Bullies like Tom Delay began stepping up attacks on the judiciary following the Schiavo circus, which demagogues exploited to stir up fear of “activist judges” and the liberals’ “culture of death.” Never mind that it was Republican lawmakers and the president who became judicial activists when Florida judges enforced the letter of the law, resulting in an outcome right-wingers didn’t like. (By the way, with Terri Schiavo’s autopsy released, will Bush, Dr. Frist and Delay be apologizing to her husband, who was right all along?)  

As the noose tightens around opponents of the Bush agenda, the right is moving to target what GOP pundit Bill O’Reilly calls the “elite media” (i.e., non-Republican journalists). This is the same press corps that CNN correspondent Christiane Amanpour accurately characterized as “self-muzzled” due to its intimidation by the Bush administration and the Fox News Channel. (If Deep Throat wanted to expose corruption today, he’d probably have to cross the Atlantic and talk to the BBC.)

Fox News operates as a nonstop partisan mouthpiece. The networks can’t do the same, because a ubiquitous army of GOP spokesmen — from Joe Scarborough to Pat Robertson to Tucker Carlson — dominates the cable channels, and pretends there’s no such thing as a conservative bias. The right also controls talk radio and most newspapers’ editorial pages, bludgeoning left-leaning pundits whenever the increasingly rare liberal opinion surfaces.

The GOP has also set its sights on public television and radio, portraying the Corporation for Public Broadcasting as another secular/liberal threat to traditional right-wing values. The Republicans’ official goal is to protect taxpayers’ wallets, but the budgets involved are relatively infinitesimal. Besides, who are they kidding?; these are the same “deficit doves” who’ve run up unprecedented debt to finance tax cuts for the rich.
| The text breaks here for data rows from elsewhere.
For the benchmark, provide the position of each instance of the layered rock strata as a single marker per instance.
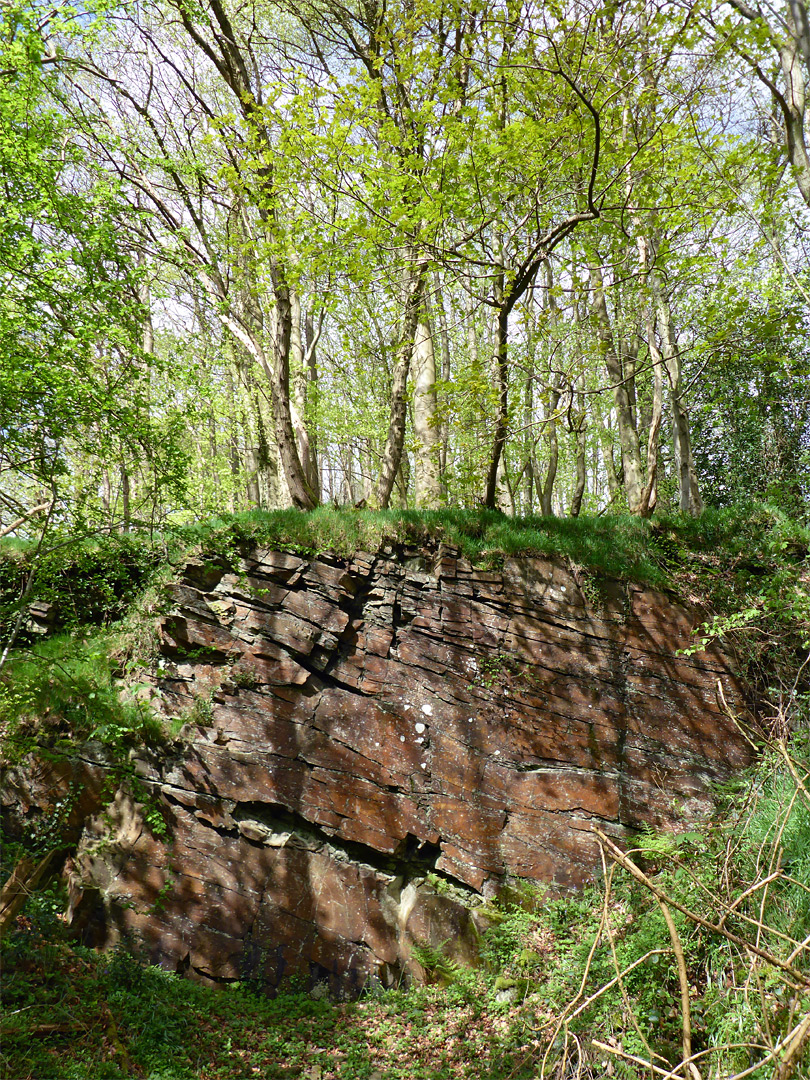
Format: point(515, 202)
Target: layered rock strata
point(370, 742)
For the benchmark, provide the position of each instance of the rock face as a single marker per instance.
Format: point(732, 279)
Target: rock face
point(369, 741)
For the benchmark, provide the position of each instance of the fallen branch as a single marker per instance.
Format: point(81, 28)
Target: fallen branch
point(629, 865)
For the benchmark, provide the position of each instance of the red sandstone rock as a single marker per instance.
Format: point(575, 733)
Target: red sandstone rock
point(372, 725)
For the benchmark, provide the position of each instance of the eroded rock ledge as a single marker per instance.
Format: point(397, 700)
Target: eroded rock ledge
point(369, 739)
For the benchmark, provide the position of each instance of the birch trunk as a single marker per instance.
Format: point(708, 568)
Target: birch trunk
point(427, 485)
point(395, 439)
point(689, 491)
point(628, 434)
Bullies always need new bete noires, hence the demonization of the “secular humanists” in pagan Hollywood. Conservatives have even attacked “Star Wars” as being anti-Bush, because it deals with the dangers of dictatorship in a time of crisis. Of course, they’re equally concerned about the liberal cabal that kept “The Passion of the Christ” from winning an Academy Award. In a country where the god-fearing are an overwhelming majority, can a few filmmakers be all that dangerous?

Republicans aligned with the Religious Right wring their hands over liberal “Christian bashing.” But how the 10 percent of Americans who consider themselves atheistic/agnostic are persecuting an enormous Christian majority remains a mystery.

This is a country where the son of a mediocre one-term president can increase his electability by calling himself a “fundamentalist,” while the son of conservative icon Ronald Reagan concedes he can never run for office because he doesn’t believe in God. Christians’ fear of secular-humanist oppression is about as realistic as the Catholic League’s campaign to protect its hugely wealthy and powerful sponsor from the dubious specter of “Catholic bashing.”

Will the United States end up as some sort of Iranian-style theocracy? Religious right extremists may hope so, but we’re probably too diverse a country for that. What’s more likely is what’s evolving now — a one-party, right-wing democracy, with a press that’s free to support the administration, and too cowed to do much else.

Power corrupts. How much it corrupts will be an interesting development to watch.